Effects of solvent on electrochemical reactions

The partial cathodic and anodic processes that are simulated in the aqueous corrosion model depend on the activities of electrochemically active solutions species. The thermodynamic aspects of the effect of solvents on electrochemical reactions (i.e., the dependence of the activities of species on the system composition) will be handled by the thermodynamic model. However, in many cases, additional specific effects may be introduced by a different solvent environment. Such effects may include the electrochemical effects of solvated species or ion pairs that can be found in nonaqueous or water-depleted or simply concentrated aqueous electrolyte environments.

Also, the repassivation potential model will be reformulated to take into account the effect of other solvent species on the transition between active corrosion within a localized environment and the formation of an oxide layer. The model already accounts for the effect of water on the formation of oxide and will be extended to account for other possible solvents.

Typical corrosive environments

The MSE corrosion model will make it possible to simulate the general and localized corrosion behavior of metals in various environments that cannot be studied using the aqueous corrosion model. Such environments include:

(1) Concentrated acids (e.g., sulfuric acid/oleum) as well as more dilute acids. It can be expected that the model will be able to account for the strong changes in corrosivity due to the changes of acid speciation with composition and the formation of surface layers.

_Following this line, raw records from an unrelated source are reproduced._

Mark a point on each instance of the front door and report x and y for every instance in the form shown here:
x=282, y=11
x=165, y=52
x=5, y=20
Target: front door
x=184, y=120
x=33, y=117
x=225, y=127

(2) Systems related to gas processing. Here, the model is expected to be applicable to systems containing amines and alkanolamines.

(3) Systems related to CO2 capture and sequestration. Recently, there has been great interest in materials performance in CO2-dominated systems that are related to processes for reducing global warming. In such systems, small amounts of dissolved water and various ionic and non-ionic solutes control the corrosion behavior. The model will be able to simulate electrochemistry in CO2-dominated environments.

(4) Organic and mixed organic – water systems. Such environments provide classical applications for mixed-solvent electrolyte models and are frequently encountered in the chemical industry. The organics include here organic acids, alcohols, esters, phenols, polyacids and many other components. The behavior of such systems strongly depends on the protic character of the solvent and on the availability of oxygen donors to maintain passivity as briefly outlined above.

(5) Various systems related to oil and gas processing. Such systems may involve hydrogen fluoride (e.g., in alkylation processes), amines and amine hydrochorides (in refinery overhead systems), glycols and methanol in conjunction with acid gases and ionic components (e.g., in natural gas processing), etc.

The above list is tentative and may be revised to reflect the actual needs of the consortium members.

Deployment in Software

The primary vehicle for the deployment of the technology outlined above will be OLI’s Corrosion Analyzer software. The Corrosion Analyzer will be continually updated as progress is made in the development of the model. The latest versions of the Corrosion Analyzer will be immediately made available to the consortium members so that feedback can be timely provided to the researchers and software developers. OLI’s corrosion simulation technology is also available via Honeywell’s UniSim Design platform. The MSE corrosion model will also become available through this platform, typically with a certain delay with respect to the Corrosion Analyzer due to UniSim’s different development lifecycle.